Die wichtigsten Personen:
Bernd SchnittigKulturreferent
Gerald ÜbertragReferatsleiter Kultur
Bernhard NiedermannMitarbeiter für internationale Verbindungen
Tizian Blechehemaliger Staatsschauspieler und Inhaber eines kleinen Privattheaters „Brettlbühne“
FuchsLokalredakteurin
MajonSekretärin des OB
Friedbert NiedergesäßLeiter Büro des OB
Reinhard SchmidtOberbürgermeister
Es kam wie ein Stich ins Kreuz. Bernhard Niedermann wollte sich gerade von seinem Bürostuhl aus auf den Boden bücken, um den herunter gefallenen Zettel aufzuheben. Mit einem Schlag fiel er vom Stuhl und bekam, gekrümmt am Boden liegend, kaum noch Luft. Ein heftiger Schmerz hatte ihn im Rücken erwischt und fuhr bis in die Beine.
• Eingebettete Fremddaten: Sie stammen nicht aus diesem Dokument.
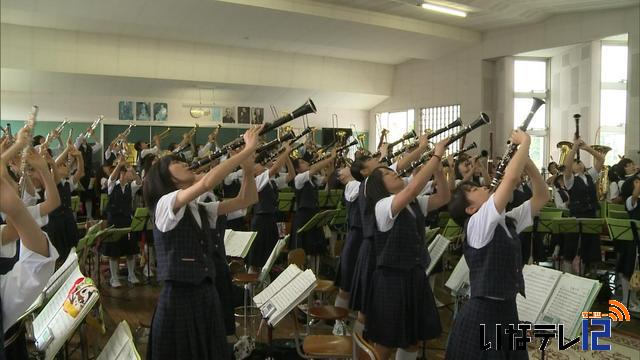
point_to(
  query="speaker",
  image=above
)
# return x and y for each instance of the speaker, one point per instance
(329, 134)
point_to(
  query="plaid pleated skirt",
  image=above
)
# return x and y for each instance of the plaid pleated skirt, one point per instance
(402, 310)
(465, 342)
(362, 273)
(187, 323)
(348, 259)
(266, 227)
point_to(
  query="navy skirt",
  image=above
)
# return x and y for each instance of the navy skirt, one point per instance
(362, 273)
(348, 259)
(267, 228)
(464, 340)
(313, 242)
(402, 310)
(187, 323)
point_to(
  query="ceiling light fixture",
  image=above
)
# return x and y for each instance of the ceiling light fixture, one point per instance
(443, 9)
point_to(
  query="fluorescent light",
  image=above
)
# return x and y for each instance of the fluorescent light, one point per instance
(444, 9)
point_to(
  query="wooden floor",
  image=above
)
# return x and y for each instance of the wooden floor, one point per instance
(136, 306)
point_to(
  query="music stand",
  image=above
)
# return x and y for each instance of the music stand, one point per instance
(578, 226)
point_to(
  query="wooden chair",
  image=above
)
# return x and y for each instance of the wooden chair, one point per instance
(362, 350)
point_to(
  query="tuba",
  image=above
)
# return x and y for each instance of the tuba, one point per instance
(603, 179)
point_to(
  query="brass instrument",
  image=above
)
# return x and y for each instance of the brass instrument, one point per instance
(93, 126)
(603, 179)
(383, 137)
(564, 147)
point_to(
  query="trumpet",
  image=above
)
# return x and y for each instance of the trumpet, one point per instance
(93, 127)
(481, 120)
(306, 108)
(163, 134)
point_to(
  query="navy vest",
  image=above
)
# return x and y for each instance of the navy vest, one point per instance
(267, 199)
(65, 199)
(496, 269)
(582, 197)
(185, 253)
(403, 247)
(307, 197)
(119, 206)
Niedermann brauchte eine Weile, bis er begriff, dass er allein nicht würde aufstehen können.
War das ein Hexenschuss! So hatte es ihn noch nie erwischt, auch wenn sich leichte Schmerzen im Rücken in den letzten Tagen schon angekündigt hatten. Aber mit ein paar Ibuprofen konnte man es aushalten.
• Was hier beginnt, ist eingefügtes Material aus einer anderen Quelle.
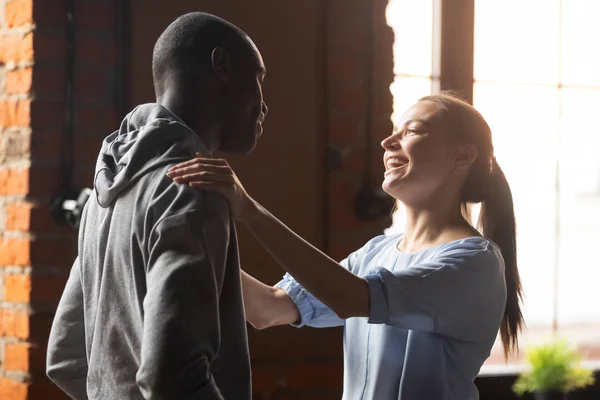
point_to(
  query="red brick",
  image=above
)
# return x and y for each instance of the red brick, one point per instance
(16, 356)
(16, 48)
(56, 251)
(49, 82)
(349, 100)
(17, 288)
(15, 113)
(15, 145)
(14, 323)
(26, 217)
(18, 81)
(96, 16)
(13, 182)
(22, 288)
(42, 388)
(39, 326)
(15, 252)
(18, 12)
(11, 390)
Als Mitarbeiter für internationale Verbindungen im Büro des Oberbürgermeisters der Stadt Crosswitz war er schließlich nicht so einfach verzichtbar. Crosswitz, eine Stadt in Brandenburg mit knapp 100.000 Einwohnern, unterhielt Partnerschaftsbeziehungen zu über 15 Städten in der ganzen Welt. Also fast der ganzen Welt. Jedenfalls war er, Niedermann, dafür verantwortlich. Auch wenn ausländische Gäste die Stadt besuchten, war er immer an der Seite des Oberbürgermeisters zu finden. Und der Anruf eben, bevor ihn der Stich ins Kreuz ereilte, war ein besonderer Auftrag. Niedermann hatte sich den unaussprechlichen Namen auf einen Zettel notiert, ihn dann aber, als er gerade seinen Chef informieren wollte, mit dem Jackenärmel vom Tisch gewischt.
Und jetzt lag er selbst auf dem Boden, mit schmerzverzerrtem Gesicht und Tränen in den Augen. Es war ihm peinlich, dass er um Hilfe rufen musste, aber was sollte er machen?
Majon hatte ihn schließlich gefunden. Nicht weil sie sein Rufen gehört hätte. Die Bürotür war gepolstert und der Lärm, der vielleicht vom Rathausflur herein dringen könnte, war so nicht zu hören. Aber es drang eben auch nichts nach außen. Jedenfalls nicht durch die geschlossene Tür.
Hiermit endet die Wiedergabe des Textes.